Its left argument is the target datatype, as a short, char, or symbol from the table of datatypes.
q)9h$999
999f
q)"j"$3.14159
3
q)`byte$"q"
0x71
The string
keyword returns a string representation of an atom.
q)"c"$3.14159 / cast to char
"\003"
q)string 3.14159 / string representation
"3.14159"
q)string `ibm
"ibm"
q)string 2000.01.01
"2000.01.01"
Temporal data
All temporal datatypes have underlying numeric representations.
Dot notation is a convenience for temporal data.
q)show now:.z.d+.z.t
2023.10.09D18:31:07.007000000
q)(now.minute;now.second;now.month)
18:31
18:31:07
2023.10m
Functions are atoms but they are not data atoms
Functions are first-class objects in q, so they too are atoms. But they are not data atoms.
Functions include operators, keywords, projections, compositions, and lambdas. Each has its own datatype.
q)type each (+;2*;type;+/;{x*y+z})
102 104 101 107 100h
q)/operator;projection;keyword;derived function;lambda
Exercises
No peeking.
Attempt each exercise before looking at its answer.

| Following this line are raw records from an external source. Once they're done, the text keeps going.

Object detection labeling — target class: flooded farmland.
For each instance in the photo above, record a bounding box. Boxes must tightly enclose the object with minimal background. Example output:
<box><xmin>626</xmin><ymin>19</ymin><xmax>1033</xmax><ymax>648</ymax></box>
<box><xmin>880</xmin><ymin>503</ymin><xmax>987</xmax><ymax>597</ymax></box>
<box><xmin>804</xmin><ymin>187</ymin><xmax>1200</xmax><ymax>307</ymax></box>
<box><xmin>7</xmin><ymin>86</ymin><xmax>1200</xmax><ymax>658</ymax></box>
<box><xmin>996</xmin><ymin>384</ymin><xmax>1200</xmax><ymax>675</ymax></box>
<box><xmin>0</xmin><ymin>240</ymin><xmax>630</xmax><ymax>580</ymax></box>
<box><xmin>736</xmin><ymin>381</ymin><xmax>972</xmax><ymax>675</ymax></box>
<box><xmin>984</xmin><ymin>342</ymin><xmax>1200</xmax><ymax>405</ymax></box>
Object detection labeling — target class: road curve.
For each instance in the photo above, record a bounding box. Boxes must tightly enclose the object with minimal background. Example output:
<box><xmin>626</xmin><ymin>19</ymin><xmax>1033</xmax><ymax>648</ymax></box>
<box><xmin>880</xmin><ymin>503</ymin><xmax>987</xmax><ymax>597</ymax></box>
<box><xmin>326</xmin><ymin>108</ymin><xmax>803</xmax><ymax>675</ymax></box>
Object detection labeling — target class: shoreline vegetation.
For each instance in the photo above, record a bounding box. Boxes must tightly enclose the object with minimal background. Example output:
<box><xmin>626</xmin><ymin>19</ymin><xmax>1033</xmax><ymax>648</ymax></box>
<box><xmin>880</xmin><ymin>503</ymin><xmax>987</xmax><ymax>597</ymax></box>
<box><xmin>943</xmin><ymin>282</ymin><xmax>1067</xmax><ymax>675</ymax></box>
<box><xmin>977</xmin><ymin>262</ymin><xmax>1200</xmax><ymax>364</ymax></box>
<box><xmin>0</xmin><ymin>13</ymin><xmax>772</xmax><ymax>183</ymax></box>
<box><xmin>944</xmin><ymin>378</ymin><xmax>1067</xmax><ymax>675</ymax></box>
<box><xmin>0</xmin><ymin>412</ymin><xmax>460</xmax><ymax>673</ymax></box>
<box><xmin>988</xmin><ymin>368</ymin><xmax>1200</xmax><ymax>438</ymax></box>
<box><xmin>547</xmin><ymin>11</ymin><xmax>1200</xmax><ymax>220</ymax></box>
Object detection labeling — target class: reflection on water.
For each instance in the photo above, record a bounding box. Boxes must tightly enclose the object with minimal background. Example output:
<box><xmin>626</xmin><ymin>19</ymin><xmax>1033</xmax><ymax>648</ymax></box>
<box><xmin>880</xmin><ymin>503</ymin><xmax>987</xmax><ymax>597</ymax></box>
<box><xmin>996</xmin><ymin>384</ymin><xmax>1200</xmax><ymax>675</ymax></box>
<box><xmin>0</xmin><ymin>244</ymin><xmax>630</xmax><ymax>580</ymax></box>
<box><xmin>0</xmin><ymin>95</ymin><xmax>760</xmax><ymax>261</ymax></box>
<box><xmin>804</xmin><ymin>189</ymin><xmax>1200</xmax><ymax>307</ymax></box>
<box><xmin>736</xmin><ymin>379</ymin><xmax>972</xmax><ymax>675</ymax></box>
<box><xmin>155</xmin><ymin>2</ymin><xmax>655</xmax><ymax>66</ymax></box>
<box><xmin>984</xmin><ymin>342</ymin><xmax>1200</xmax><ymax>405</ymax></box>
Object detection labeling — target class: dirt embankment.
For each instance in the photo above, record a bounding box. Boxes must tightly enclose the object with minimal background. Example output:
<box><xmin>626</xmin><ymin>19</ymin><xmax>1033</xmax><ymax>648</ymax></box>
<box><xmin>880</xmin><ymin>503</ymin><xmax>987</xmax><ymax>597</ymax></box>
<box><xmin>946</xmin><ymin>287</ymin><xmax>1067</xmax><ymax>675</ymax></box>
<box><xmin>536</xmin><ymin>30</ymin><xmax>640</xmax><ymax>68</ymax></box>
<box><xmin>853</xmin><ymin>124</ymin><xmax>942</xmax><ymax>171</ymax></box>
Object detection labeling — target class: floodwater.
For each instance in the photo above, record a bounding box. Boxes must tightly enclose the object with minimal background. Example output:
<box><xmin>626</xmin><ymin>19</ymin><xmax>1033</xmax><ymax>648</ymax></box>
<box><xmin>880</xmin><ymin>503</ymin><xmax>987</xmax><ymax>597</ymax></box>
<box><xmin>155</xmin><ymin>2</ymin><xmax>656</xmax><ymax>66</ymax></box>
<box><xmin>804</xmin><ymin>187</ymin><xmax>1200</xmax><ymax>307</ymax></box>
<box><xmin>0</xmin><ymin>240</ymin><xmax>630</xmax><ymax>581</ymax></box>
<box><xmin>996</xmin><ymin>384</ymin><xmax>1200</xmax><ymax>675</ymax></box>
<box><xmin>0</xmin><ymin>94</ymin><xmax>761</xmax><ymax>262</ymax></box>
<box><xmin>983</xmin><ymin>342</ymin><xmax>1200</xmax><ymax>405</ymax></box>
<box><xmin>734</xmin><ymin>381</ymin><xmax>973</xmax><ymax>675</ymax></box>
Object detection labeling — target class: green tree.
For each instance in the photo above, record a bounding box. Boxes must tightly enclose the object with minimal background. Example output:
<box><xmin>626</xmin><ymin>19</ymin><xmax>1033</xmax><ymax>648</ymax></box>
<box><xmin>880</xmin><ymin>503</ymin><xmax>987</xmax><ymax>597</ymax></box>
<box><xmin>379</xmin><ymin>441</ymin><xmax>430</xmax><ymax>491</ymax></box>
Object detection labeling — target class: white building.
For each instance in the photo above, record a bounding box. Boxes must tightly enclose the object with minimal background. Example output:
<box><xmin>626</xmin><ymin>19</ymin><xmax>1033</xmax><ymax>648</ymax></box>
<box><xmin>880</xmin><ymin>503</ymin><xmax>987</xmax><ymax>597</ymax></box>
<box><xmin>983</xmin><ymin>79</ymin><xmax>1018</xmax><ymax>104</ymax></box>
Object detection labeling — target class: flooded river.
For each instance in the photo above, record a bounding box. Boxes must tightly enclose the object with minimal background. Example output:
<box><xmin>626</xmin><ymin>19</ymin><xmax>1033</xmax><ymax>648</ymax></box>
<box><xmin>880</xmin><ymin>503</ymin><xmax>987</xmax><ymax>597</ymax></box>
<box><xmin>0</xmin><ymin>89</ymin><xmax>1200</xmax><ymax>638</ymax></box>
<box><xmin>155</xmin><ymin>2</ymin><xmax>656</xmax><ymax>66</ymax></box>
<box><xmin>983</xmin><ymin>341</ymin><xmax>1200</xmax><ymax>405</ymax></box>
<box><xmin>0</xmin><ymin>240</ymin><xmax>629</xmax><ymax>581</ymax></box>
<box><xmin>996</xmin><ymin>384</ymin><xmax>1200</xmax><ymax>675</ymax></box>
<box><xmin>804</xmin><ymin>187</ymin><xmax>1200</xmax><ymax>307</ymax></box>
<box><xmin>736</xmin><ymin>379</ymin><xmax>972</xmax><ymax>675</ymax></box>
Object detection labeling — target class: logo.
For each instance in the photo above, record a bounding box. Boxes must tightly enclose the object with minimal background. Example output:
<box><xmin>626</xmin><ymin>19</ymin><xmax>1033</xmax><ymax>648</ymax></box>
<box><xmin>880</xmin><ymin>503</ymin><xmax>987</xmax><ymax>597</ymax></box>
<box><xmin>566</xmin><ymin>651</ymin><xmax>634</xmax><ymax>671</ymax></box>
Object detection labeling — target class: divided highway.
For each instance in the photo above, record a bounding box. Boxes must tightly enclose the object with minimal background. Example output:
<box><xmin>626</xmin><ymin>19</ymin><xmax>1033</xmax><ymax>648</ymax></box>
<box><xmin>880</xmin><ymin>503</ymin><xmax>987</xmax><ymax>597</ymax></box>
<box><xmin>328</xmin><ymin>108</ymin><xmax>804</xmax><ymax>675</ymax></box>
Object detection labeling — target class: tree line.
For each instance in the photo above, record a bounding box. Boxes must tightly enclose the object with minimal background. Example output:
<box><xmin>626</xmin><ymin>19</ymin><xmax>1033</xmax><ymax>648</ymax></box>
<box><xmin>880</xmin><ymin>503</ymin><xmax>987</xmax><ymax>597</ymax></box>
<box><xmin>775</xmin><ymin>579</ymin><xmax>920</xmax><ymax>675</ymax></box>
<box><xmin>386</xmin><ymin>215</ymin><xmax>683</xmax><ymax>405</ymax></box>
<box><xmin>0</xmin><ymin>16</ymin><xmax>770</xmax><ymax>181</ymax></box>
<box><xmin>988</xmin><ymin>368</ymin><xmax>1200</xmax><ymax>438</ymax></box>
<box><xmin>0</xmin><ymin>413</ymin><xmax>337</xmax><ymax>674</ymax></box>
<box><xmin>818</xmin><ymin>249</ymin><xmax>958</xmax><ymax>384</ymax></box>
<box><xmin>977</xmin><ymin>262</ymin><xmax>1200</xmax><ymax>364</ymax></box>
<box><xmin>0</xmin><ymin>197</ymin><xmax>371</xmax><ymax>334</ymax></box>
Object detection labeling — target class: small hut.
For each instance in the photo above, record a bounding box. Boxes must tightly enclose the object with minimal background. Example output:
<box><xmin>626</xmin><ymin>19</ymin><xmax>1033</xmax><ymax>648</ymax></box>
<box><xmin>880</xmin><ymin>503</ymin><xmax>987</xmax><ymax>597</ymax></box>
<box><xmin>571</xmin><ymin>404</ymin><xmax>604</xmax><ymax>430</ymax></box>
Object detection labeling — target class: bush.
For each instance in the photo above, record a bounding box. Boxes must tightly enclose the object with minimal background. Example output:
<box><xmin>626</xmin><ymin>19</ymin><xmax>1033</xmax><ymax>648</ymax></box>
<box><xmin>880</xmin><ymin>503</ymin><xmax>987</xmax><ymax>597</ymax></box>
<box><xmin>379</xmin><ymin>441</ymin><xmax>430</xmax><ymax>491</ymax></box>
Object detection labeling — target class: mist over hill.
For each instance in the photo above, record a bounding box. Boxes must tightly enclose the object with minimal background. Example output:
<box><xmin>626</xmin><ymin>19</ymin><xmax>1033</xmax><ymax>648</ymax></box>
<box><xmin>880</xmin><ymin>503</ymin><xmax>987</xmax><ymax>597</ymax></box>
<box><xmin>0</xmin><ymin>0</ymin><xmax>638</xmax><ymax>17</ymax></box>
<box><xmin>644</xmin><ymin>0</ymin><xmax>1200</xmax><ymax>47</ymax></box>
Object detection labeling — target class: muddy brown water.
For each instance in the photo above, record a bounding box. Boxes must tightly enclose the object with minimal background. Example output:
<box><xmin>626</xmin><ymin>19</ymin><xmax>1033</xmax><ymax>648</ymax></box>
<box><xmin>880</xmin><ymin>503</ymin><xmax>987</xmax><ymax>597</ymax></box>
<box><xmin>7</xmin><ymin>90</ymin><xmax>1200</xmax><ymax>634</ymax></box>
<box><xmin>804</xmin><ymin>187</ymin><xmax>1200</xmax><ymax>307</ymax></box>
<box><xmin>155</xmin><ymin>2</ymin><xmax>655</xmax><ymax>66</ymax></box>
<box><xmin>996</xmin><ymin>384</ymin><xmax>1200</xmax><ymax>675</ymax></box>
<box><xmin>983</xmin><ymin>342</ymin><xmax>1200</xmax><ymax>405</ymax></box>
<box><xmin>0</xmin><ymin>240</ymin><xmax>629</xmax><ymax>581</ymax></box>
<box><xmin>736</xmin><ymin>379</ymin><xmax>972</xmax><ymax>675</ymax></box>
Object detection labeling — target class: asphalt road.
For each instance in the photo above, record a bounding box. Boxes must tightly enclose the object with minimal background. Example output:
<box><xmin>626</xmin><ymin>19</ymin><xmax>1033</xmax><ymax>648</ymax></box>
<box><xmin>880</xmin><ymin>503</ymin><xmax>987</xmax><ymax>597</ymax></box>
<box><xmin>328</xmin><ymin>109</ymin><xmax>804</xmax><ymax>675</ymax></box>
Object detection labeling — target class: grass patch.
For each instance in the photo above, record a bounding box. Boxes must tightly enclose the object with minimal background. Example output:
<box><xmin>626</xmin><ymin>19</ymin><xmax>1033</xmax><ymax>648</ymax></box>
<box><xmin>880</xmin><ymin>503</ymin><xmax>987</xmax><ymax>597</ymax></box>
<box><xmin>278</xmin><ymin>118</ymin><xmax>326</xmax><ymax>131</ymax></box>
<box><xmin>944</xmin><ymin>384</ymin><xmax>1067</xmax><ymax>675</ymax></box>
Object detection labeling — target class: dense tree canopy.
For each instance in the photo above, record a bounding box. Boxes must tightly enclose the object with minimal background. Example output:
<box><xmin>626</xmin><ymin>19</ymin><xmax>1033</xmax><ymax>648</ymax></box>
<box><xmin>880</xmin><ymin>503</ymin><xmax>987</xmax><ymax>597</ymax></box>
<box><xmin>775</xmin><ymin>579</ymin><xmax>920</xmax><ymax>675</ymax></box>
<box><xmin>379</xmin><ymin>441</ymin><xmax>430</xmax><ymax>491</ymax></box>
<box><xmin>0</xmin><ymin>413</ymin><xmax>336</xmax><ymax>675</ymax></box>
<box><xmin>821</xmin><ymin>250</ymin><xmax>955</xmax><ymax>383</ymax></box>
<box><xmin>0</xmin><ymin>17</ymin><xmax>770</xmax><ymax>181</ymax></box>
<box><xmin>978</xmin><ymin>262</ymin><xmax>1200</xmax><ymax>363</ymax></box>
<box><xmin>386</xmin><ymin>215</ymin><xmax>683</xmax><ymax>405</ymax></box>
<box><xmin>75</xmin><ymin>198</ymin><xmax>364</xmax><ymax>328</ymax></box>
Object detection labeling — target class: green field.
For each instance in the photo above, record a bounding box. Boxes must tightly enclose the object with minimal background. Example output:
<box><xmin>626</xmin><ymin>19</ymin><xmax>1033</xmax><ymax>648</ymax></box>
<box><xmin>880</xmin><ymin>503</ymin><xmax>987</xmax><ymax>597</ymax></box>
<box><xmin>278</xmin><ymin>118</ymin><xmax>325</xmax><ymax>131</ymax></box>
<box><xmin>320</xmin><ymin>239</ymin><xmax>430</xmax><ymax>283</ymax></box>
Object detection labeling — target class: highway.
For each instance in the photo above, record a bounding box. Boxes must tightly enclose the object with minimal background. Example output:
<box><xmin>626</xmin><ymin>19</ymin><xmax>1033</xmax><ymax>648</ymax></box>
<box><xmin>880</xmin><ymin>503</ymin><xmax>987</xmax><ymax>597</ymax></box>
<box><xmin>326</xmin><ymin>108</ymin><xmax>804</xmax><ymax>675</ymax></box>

The exercises clarify your thinking. Reading answers does not.
-
Review the Datatypes reference. Investigate anything unfamiliar.
-
List everything you learned from the previous exercise.
-
Distinguish between Tok, Cast and
string
: write a definition of each.Answer
Cast is atomic: it casts each atom of
y
to typex
.Tok is string-atomic: it interprets each string in
y
as an atom of typex
. (x
is an upper-case letter.)string
is atomic: it represents each atom of its argument as a string. -
What is the relationship between Tok and
string
? Applystring
to a string. What does it return, and why does it not return its argument?Answer
Tok and
string
are inverses of each other. Tok interprets strings as data atoms;string
represents data atoms as strings.q)string "string" ,"s" ,"t" ,"r" ,"i" ,"n" ,"g"
Above,
string
represents each atom of"string"
as a string, returning six 1-character strings.Casting a string to char is a no-op.
q)"c"$"string" "string"
-
Show that Cast is left-atomic.
Answer
q)(type'')("h";("ij");"f")$4 -5h -6 -7h -9h
Above, the left argument of Cast is a nested list. Obeying scalar extension, Cast iterates it over its atom right argument.
-
What datatype does not have a literal form? How could you write one of its atoms?
-
List all the temporal datatypes with their units.